On 30.05.2016 21:28, Andrei Alexandrescu wrote:
> On 05/30/2016 03:04 PM, Timon Gehr wrote:
>> On 30.05.2016 18:01, Andrei Alexandrescu wrote:
>>> On 05/28/2016 03:04 PM, Walter Bright wrote:
>>>> On 5/28/2016 5:04 AM, Andrei Alexandrescu wrote:
>>>>> So it harkens back to the original mistake: strings should NOT be
>>>>> arrays with
>>>>> the respective primitives.
>>>>
>>>> An array of code units provides consistency, predictability,
>>>> flexibility, and performance. It's a solid base upon which the
>>>> programmer can build what he needs as required.
>>>
>>> Nope. Not buying it.
>>
>> I'm buying it. IMO alias string=immutable(char)[] is the most useful
>> choice, and auto-decoding ideally wouldn't exist.
>
> Wouldn't D then be seen (and rightfully so) as largely not supporting
> Unicode, seeing as its many many core generic algorithms seem to
> randomly work or not on arrays of characters?

In D, enum does not mean enumeration, const does not mean constant, pure 
is not pure, lazy is not lazy, and char does not mean character.

> Wouldn't ranges - the most
> important artifact of D's stdlib - default for strings on the least
> meaningful approach to strings (dumb code units)?

I don't see how that's the least meaningful approach. It's the data that 
you actually have sitting in memory. It's the data that you can slice 
and index and get a length for in constant time.

> Would a smattering of
> Unicode primitives in std.utf and friends entitle us to claim D had dyed
> Unicode in its wool? (All are not rhetorical.)
>...

We should support Unicode by having all the required functionality and 
properly documenting the data formats used. What is the goal here? I.e. 
what does a language that has "Unicode dyed in its wool" have that other 
languages do not? Why isn't it enough to provide data types for 
UTF8/16/32 and Unicode algorithms operating on them?

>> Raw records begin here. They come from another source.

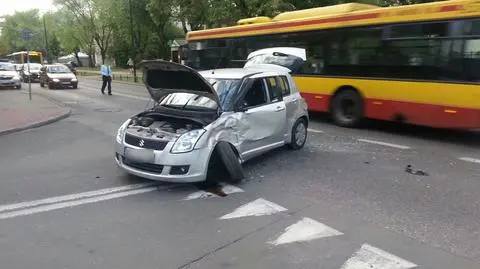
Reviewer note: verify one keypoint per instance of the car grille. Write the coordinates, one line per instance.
(147, 143)
(150, 167)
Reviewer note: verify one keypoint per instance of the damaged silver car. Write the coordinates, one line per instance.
(205, 124)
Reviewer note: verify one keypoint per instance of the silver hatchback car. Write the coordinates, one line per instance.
(210, 121)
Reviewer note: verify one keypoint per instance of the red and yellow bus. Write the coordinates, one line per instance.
(418, 64)
(21, 57)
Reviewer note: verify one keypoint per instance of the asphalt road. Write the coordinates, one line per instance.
(344, 201)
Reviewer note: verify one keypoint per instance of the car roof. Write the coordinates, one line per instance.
(239, 73)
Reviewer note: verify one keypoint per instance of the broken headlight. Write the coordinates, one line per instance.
(121, 131)
(187, 141)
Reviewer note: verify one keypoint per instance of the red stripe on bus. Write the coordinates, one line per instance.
(290, 24)
(439, 116)
(449, 8)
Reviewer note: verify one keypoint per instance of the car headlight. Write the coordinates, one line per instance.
(121, 131)
(187, 141)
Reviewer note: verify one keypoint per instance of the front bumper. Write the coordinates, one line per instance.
(10, 83)
(165, 166)
(61, 84)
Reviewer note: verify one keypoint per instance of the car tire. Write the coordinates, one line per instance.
(224, 165)
(347, 108)
(299, 134)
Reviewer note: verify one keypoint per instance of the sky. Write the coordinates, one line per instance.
(8, 7)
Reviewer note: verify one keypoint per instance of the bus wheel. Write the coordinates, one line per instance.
(347, 108)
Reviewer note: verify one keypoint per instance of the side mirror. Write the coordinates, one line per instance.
(241, 107)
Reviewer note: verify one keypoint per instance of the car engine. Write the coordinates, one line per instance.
(160, 127)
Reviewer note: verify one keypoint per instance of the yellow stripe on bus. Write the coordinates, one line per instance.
(448, 94)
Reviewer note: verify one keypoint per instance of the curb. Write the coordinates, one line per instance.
(37, 124)
(43, 122)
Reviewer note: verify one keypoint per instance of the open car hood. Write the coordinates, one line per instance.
(287, 57)
(162, 78)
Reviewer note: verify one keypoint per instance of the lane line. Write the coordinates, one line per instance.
(370, 257)
(315, 131)
(75, 196)
(45, 208)
(468, 159)
(384, 144)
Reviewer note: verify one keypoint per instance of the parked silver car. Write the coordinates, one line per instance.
(9, 77)
(209, 121)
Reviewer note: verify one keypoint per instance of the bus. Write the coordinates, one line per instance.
(21, 57)
(418, 64)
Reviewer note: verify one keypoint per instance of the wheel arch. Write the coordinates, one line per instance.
(342, 89)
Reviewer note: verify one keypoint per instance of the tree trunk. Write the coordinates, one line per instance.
(79, 62)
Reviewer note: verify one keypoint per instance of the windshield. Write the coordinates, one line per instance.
(225, 89)
(58, 69)
(33, 67)
(7, 67)
(293, 63)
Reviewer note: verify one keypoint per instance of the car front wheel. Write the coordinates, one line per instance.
(299, 134)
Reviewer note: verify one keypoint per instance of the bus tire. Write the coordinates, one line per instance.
(347, 108)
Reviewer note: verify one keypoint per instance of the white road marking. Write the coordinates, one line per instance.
(227, 189)
(306, 229)
(256, 208)
(369, 257)
(45, 208)
(315, 131)
(90, 88)
(384, 144)
(74, 196)
(468, 159)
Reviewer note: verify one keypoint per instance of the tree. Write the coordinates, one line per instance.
(93, 17)
(54, 47)
(13, 27)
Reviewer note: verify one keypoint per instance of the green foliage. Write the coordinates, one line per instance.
(121, 29)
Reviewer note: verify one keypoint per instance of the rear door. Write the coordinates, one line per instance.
(264, 120)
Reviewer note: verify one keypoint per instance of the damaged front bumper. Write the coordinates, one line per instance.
(162, 165)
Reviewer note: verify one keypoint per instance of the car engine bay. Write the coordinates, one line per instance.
(160, 127)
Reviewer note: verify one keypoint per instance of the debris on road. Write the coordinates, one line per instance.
(409, 169)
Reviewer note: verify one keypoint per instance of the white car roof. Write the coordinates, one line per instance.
(239, 73)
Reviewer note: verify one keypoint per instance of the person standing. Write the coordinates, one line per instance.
(106, 71)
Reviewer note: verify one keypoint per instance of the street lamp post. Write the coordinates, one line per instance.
(133, 42)
(46, 40)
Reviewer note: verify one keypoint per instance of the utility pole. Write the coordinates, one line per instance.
(46, 40)
(27, 36)
(133, 42)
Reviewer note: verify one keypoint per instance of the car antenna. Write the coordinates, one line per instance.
(216, 65)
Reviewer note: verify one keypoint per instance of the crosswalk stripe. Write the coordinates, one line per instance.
(306, 229)
(259, 207)
(370, 257)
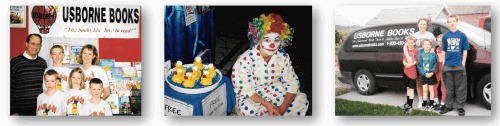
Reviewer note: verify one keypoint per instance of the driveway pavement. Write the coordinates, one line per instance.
(396, 97)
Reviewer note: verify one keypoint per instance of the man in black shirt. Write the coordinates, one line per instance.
(26, 77)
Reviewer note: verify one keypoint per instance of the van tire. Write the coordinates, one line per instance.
(484, 85)
(367, 84)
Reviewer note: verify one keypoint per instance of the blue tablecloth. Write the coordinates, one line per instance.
(195, 99)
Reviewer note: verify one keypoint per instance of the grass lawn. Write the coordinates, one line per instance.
(356, 108)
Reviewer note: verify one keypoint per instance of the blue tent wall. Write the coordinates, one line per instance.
(181, 40)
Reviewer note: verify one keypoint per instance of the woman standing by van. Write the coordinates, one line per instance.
(423, 25)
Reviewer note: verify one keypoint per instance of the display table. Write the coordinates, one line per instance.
(196, 101)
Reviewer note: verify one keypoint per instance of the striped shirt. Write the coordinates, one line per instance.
(26, 78)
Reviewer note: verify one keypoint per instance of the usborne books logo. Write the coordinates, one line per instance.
(44, 16)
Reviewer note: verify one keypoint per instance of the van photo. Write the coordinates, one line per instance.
(371, 57)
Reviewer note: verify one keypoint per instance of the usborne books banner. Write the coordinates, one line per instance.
(85, 21)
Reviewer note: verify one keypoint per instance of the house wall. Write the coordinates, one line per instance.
(471, 18)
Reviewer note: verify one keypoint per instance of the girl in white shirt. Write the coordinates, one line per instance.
(96, 106)
(76, 95)
(57, 56)
(89, 57)
(51, 102)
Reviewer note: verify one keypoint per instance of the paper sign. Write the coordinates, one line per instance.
(67, 53)
(189, 14)
(89, 21)
(174, 107)
(122, 64)
(200, 9)
(215, 103)
(18, 16)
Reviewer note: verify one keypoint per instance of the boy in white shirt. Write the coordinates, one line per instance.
(57, 56)
(96, 106)
(51, 102)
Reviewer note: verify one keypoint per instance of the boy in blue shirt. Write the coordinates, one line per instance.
(455, 46)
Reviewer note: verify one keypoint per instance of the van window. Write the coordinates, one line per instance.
(487, 24)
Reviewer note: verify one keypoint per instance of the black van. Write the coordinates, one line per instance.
(372, 57)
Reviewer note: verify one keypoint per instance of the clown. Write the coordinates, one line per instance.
(263, 77)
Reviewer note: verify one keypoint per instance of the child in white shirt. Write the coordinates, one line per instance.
(57, 56)
(76, 94)
(96, 106)
(51, 102)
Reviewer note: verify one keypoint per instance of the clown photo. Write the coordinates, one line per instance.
(61, 61)
(238, 60)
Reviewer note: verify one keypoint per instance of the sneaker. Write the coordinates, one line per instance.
(461, 111)
(409, 110)
(439, 107)
(436, 106)
(427, 108)
(445, 110)
(430, 108)
(404, 106)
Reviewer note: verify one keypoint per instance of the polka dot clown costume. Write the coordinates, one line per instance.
(272, 79)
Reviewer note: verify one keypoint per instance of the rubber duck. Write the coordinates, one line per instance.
(178, 76)
(197, 63)
(189, 81)
(206, 79)
(211, 70)
(196, 72)
(74, 110)
(178, 65)
(59, 87)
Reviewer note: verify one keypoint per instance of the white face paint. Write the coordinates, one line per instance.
(270, 43)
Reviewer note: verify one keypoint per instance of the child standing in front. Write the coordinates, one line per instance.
(439, 76)
(57, 56)
(410, 74)
(427, 66)
(96, 106)
(76, 94)
(51, 102)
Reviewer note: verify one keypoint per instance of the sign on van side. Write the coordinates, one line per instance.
(385, 36)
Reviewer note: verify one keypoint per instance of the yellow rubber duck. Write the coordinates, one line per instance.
(178, 65)
(74, 110)
(59, 87)
(178, 76)
(211, 71)
(189, 81)
(196, 72)
(206, 79)
(197, 63)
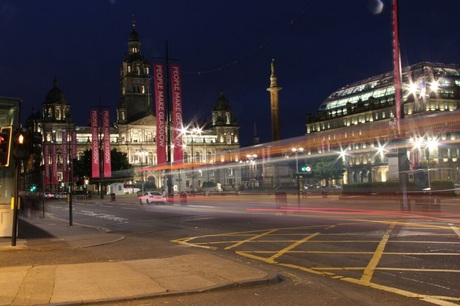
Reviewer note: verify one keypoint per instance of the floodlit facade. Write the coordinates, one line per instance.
(134, 130)
(357, 122)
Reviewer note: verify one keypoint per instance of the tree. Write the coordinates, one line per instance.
(121, 168)
(327, 168)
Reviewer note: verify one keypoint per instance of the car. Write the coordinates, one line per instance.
(49, 195)
(152, 197)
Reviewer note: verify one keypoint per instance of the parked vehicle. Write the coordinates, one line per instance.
(49, 195)
(152, 197)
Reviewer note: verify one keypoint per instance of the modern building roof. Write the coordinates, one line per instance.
(421, 76)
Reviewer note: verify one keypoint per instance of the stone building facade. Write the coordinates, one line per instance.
(134, 130)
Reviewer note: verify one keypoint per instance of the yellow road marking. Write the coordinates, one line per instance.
(369, 271)
(253, 237)
(455, 229)
(250, 239)
(287, 249)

> I.e. wouldn't be in a worse place than now? (This is rhetorical.) The
> best argument for autodecoding is to contemplate where we'd be without
> it: the ghetto of Unicode string handling.
> ...

Those questions seem to be mostly marketing concerns. I'm more concerned 
with whether I find it convenient to use. Autodecoding does not improve 
Unicode support.

> I'm not going to debate this further (though I'll look for meaningful
> answers to the questions above). But this thread has been informative in
> that it did little to change my conviction that autodecoding is a good
> thing for D, all things considered (i.e. the wrong decision to not
> encapsulate string as a separate type distinct from bare array of code
> units). I'd lie if I said it did nothing. It did, but only a little.
>
> Funny thing is that's not even what's important. What's important is
> that autodecoding is here to stay - there's no realistic way to
> eliminate it from D. So the focus should be making autodecoding the best
> it could ever be.
>
>
> Andrei
>

Sure, I didn't mean to engage in a debate (it seems there is no decision 
to be made here that might affect me in the future).